Harlow developed his learning theory while working with Rhesus monkeys. He gave the animals a long series of six-trial two-choice discrimination problems.

  • For example, the monkey would have to choose between a toy firetruck and a plastic cup. One of the two stimuli was "correct" --when the animal pushed it aside, the food well underneath the stimulus contained piece of food.
    • The problem was repeated for 6 trials using the same two stimuli. Whichever stimulus was correct on the first of the 6 trials remained correct for the remaining 5 trials.
    • The next problem used two new stimuli presented for 6 trials.

On the first few problems (not trials) the animals learned very little over the six trials. On the sixth trial the animal was correct only about 70% of the time. On the second trial the animal was correct only about 50% of the time. AND

He discovered after 200 problems (NOT trials), the monkeys were always correct on the second trial.

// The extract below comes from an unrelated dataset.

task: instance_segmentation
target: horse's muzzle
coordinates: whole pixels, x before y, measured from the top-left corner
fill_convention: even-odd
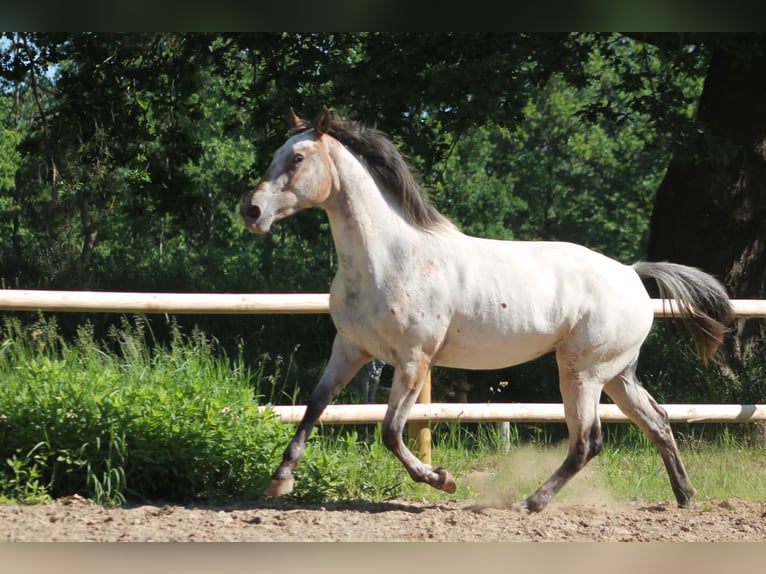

By looking at the trial-by-trial and problem-by-problem data records, Harlow surmised that the animals had to learn not to make certain kinds of errors.

  • Some animals had a position preference. Such animals tended to choose the stimulus on the right (or left). Since the position of the correct stimulus was randomized trial by trial (always on the left for 3 of the 6 trials, but a randomly determined three trials), such a monkey would get reinforced on half the trials. To get rewarded on every trial, these monkeys had to learn that responding to the position was an error.
  • Other animals had a color preference. If one of the stimuli was red they would always choose it. That worked about half the time one of the objects was red. These animals had to learn to quit responding to the color per se.
  • Harlow discovered a variety of error patterns in the monkey's performance: win stay, lose shift, alternate, etc.

As an animal eliminated these error factors (error tendencies), performance would get better as now the animal was attending to the object being chosen. After abut 200 problems, the animals had solved the problem: on trial 2 stay with the winning stimulus; choose the other one if you lost.

I think of this principle in terms of an story told about Michelangelo. He was asked how he could ever carve such a masterpiece of sculpture such as the David. He said it was pretty simple. All you had to do was chisel off all the rock that wasn't David, and there it was.

All you have to do to learn is to learn what not to do, and what remains is the correct performance.

Incidently, you may remember that Harry Harlow was the scientist that conducted the research with baby monkeys relating to cloth and wire "mothers."

We make progress if, and only if, we are prepared to learn from our mistakes.

Karl R. Popper

And if we are not afraid to make mistakes from which we can learn.

Kelvin Throop

Mistakes are seldom serious unless repeated.

Anonymous

No [person] ever became great or good except though many and great mistakes.

William E. Gladstone

An expert is a man who has made all the mistakes, which can be made, in a very narrow field.

Niels Henrik David Bohr (1885-1962)

Anyone who has never made a mistake has never tried anything new.

Albert Einstein

Good judgement comes from experience, and a lot of experience comes from bad judgement.

Anonymous

Experience is the name everyone gives to their mistakes.

Oscar Wilde

Experience is that marvelous thing that enables you to recognize a mistake when you make it again.